Scanned on an Epson 4990photo set to professional mode.
Scanned in 24 bit colour at 600 dpi with the output size set at 250 percent and saved as a TIFF file. The files are typically around 30mb.
The first image is an uncorrected scan from a 120 6x6 b&w negative. I don’t do much in the “Epson scan” software because it seems better to do it in PS.
The second has been through PS. I selected “auto levels” which looked good and then increased the contrast in “curves”. Then convert it to b&w and add a slight warm tone; tint 42 at a level of 8.
I then enlarge the view to “actual pixels” and went around it with the “healing tool” to remove any spots and marks.
Then I save as a jpeg and then reduce the size by about 25 percent to make it small enough to enable me to “save for web” which reduces the file size massively by reducing all the unnecessary data.
I normally save these at a width of 600 pixels or if it is a portrait image 400 high.
Am I doing a reasonable job?
Please tell us how you do it.
Attached files http://f295.f295.org/uploads/img196_62.jpg (http://f295.f295.org/uploads/img196_62.jpg) http://f295.f295.org/uploads/img196a_8670.jpg (http://f295.f295.org/uploads/img196a_8670.jpg)

JoeVanCleave
11-10-2008, 06:45 PM
Beautiful image, David. You've managed to capture the full tonal range in the scan, and your PS work brings out the best. Square format, curved subject matter. Well done, and thanks for the tutorial.

~Joe

Marv
11-11-2008, 06:45 PM
I'm always looking for a better way to post process. I'll have to give this a try and see how it works. I just dialed in my T-max 400 for speed and development times so now might be a good chance to try it out.

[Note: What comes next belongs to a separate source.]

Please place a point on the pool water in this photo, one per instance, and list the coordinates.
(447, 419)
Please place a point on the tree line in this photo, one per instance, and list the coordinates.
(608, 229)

You certainly are getting a nice tonal range.....

DaCh
11-11-2008, 07:27 PM
Tonal range is an interesting topic.
I feel that normal development of normal film often does not give a wide enough range for pinhole.
I often find that images have black shadows and burnt highlights with a really good bit in the middle so I must be getting the exposure / development about right, a wider range is definitely needed.
If you look at this cropped image showing a mid tone area the uncorrected bit looks flat but it does have good detail over most of the tones. I think my digital processing has done a reasonable job of maintaining that while giving the image some punch.
I have not had time to print this neg yet but I think it will give a nice looking result.
This image was taken on a bright day late in the afternoon with the sun low in the sky but still giving some direct light; hence the dark shadow on one side of the big stalk (seen in the original images).
Film was Adox CHS 100 developed in Rodinal at 1+25.
I have tried some at 1+50 but I was not overly impressed, more work is required.
I find images from dull over cast are the hardest to scan even if the exposure has given a reasoable looking negative.
I am going to run some more extreme tests when I get a chance to see if I can find an easy to use combination of film and development that gives a wider tone in a wider range of conditions. Watch this space……
Oh yes; do any of you use Cafenol? I would like to exchange notes. Attached files http://f295.f295.org/uploads/img196crop_1594.jpg (http://f295.f295.org/uploads/img196crop_1594.jpg)

monophoto
11-15-2008, 06:40 AM
It is interesting to hear how you do things David. I follow a similar process but tend to scan my paper negatives with no magnification at 300dpi which keeps them quite small. I too run over them quickly full size to remove any bad blemishes (my scanner is full of dust which I don't think I can get to). I use the clone stamp for this spotting. Following this I resize to 500 pixels using Save for Web. If I like the result and want to print it I then rescan at the output size I need - e.g longest side between 7 and 10 inches. This often means respotting but I prefer to do it this way so that my first drafts are small and easy to work on.